In years to come, Brexit may go down in history as one of the defining moments not just of this decade, but of this century. Right now it is a period of uncertainty as individuals and businesses wait to see what the future will bring and, in particular, whether or not the UK will stay in the single market. The Organisation for Economic Co-operation and Development has stated that Brexit has already negatively impacted the UK by causing the UK economy to slow while the rest of the EU is forecast to see growth over the next year. Of course, as with all predictions, the proof of the pudding is in the eating, or, in other words, it remains to be seen whether or not the OECD is correct. If it is, then the prospect of increasing financing costs, rising prices and static wages could set the stage for a debt crisis amongst both businesses and individuals.
The interest-rate hike
The Monetary Policy Committee of the Bank of England is charged with keeping inflation at exactly 2%. To allow for the fact that life happens, they are allowed to allow inflation to fluctuate within 1% of the target before they are obliged to explain themselves to the government.
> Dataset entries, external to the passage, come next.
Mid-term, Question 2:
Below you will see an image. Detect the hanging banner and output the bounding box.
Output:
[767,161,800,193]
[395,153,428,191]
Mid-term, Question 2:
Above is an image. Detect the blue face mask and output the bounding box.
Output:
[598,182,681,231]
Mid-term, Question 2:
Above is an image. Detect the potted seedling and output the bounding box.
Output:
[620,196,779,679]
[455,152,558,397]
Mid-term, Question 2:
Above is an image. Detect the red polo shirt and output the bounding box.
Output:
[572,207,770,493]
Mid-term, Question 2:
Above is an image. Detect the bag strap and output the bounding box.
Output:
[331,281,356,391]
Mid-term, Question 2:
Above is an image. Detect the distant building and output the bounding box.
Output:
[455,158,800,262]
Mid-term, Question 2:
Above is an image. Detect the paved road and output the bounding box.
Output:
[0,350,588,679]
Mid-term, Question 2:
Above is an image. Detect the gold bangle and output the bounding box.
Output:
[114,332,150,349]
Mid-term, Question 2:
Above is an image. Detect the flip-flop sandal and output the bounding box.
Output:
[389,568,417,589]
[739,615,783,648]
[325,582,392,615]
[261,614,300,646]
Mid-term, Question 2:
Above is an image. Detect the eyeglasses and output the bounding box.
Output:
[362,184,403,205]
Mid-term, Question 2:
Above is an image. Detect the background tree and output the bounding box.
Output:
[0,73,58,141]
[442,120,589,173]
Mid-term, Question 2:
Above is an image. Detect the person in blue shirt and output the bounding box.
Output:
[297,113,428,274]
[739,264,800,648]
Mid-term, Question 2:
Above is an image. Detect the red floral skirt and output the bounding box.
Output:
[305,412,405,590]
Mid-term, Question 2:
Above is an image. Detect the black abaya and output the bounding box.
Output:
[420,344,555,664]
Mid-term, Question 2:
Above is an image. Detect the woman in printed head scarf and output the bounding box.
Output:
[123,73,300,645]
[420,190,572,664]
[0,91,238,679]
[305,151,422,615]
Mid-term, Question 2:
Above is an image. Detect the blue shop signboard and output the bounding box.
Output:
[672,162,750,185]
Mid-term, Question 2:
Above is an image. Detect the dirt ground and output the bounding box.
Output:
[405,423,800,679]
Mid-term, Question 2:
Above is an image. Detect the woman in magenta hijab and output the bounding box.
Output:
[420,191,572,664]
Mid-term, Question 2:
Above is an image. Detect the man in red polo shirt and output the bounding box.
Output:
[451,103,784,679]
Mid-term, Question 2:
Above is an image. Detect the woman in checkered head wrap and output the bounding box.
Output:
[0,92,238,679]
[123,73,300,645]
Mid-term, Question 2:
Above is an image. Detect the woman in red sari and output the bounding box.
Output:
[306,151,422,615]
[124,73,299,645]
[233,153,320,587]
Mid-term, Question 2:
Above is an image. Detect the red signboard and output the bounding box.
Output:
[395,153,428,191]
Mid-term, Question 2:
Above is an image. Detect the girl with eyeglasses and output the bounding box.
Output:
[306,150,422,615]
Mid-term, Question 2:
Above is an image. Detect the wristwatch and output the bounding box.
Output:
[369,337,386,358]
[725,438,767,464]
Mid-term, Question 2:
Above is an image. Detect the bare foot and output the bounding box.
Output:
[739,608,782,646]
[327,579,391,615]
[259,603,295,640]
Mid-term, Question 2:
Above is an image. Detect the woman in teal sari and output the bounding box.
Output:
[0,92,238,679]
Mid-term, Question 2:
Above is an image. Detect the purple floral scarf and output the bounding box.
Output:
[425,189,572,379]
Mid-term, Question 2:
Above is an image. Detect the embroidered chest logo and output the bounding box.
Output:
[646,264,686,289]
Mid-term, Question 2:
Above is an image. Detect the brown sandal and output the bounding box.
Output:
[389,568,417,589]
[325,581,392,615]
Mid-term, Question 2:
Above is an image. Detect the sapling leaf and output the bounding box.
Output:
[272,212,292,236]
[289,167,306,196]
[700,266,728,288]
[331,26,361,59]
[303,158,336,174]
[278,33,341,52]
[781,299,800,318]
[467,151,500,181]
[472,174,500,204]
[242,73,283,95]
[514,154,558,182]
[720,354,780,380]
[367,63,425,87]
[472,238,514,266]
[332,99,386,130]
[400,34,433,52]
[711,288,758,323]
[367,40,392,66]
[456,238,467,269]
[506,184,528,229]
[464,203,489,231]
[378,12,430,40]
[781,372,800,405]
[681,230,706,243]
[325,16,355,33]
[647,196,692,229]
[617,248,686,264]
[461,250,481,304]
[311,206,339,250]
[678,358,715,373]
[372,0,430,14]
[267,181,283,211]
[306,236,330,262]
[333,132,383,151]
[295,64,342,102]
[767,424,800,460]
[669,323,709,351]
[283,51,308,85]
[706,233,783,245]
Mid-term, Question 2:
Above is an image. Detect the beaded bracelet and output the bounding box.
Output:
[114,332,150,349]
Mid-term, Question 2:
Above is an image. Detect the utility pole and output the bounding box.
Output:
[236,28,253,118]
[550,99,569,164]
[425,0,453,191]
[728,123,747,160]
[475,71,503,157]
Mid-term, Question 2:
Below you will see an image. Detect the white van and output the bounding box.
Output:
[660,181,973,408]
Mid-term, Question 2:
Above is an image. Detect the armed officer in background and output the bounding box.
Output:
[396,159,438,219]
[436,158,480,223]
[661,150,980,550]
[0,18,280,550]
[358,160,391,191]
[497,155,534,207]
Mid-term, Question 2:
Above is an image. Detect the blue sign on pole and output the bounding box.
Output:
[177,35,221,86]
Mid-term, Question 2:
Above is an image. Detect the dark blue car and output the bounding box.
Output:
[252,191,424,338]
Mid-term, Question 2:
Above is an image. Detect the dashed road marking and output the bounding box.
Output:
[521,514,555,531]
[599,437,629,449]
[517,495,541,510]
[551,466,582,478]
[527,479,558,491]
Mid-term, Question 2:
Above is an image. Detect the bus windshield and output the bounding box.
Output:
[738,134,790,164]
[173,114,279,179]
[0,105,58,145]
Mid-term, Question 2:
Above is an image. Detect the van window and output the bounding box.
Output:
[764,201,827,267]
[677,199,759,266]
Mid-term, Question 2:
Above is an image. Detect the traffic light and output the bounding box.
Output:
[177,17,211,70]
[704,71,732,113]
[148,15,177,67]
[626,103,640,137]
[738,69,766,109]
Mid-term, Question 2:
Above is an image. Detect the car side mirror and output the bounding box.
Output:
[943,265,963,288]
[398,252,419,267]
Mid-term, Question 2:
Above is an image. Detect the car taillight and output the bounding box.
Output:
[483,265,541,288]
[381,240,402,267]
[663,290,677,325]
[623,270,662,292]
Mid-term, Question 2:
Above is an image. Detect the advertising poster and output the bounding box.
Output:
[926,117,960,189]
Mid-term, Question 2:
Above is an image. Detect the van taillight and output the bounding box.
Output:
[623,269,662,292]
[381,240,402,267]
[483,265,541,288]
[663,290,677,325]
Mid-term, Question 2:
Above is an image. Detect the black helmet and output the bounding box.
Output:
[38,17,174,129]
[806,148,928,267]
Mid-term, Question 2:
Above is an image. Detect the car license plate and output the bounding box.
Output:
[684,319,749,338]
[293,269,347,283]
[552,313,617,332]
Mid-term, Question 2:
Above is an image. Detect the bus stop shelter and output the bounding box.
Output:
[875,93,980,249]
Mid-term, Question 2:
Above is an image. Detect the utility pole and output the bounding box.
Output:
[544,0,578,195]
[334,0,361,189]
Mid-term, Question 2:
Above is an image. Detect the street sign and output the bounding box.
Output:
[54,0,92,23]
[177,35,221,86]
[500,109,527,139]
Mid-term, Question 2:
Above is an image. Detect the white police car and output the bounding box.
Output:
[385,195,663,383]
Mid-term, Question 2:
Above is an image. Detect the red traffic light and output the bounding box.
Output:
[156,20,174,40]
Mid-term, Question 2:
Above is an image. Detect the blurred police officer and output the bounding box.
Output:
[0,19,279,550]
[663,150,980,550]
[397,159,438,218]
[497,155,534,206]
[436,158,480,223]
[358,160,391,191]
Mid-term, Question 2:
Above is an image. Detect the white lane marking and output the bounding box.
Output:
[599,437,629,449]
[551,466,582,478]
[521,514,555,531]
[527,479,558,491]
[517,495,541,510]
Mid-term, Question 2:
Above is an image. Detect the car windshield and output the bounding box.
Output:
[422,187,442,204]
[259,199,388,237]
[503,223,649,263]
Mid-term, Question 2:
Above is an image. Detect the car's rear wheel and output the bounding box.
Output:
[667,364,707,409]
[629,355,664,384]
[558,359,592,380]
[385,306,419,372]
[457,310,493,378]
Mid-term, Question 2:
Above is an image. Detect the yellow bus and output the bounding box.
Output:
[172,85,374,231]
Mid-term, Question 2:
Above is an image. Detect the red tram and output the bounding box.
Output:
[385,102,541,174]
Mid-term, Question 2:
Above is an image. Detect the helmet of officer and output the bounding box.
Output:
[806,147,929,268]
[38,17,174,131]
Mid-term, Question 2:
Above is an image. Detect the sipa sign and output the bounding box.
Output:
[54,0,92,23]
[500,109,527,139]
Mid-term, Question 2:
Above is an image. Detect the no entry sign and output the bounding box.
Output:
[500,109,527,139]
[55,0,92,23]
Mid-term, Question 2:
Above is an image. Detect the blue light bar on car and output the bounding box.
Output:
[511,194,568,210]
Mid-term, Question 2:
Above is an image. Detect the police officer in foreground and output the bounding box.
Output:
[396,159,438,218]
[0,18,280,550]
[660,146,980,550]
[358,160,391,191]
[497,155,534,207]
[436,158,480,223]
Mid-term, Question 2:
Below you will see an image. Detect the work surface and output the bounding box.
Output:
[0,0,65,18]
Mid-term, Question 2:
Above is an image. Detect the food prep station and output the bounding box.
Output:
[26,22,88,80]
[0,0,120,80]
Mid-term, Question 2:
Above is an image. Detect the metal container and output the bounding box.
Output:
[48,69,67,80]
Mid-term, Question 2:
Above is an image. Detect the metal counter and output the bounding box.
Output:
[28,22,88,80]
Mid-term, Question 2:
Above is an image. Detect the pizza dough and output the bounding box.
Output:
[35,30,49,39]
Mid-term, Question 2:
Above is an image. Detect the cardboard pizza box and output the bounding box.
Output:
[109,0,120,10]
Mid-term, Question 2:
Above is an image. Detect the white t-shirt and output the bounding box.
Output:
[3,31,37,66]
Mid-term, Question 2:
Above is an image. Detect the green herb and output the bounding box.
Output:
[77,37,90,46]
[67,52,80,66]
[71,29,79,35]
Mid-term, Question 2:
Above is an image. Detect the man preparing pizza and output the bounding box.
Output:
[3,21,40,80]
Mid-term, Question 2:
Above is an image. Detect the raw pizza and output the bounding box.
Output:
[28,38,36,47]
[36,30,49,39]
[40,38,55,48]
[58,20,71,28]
When inflation drops, the MPC has the option of lowering interest rates or undertaking quantitative easing, although realistically interest rates have been so low for so long that quantitative easing has been their only meaningful option. When inflation rises, however, the MPC has very little option other than to raise interest rates, even though this increases the cost of financing both mortgages and consumer debt, such as loans and credit cards. While a rise from 0.25% to 0.5% may seem insignificant on paper, the fact is that it can make a substantial difference to large loans such as mortgages and can also have a significant impact on the finances of people who are already “just about managing”. The prospect of future interest-rate rises in 2018 may go down well with those who can afford to save, but could be very bad news for borrowers.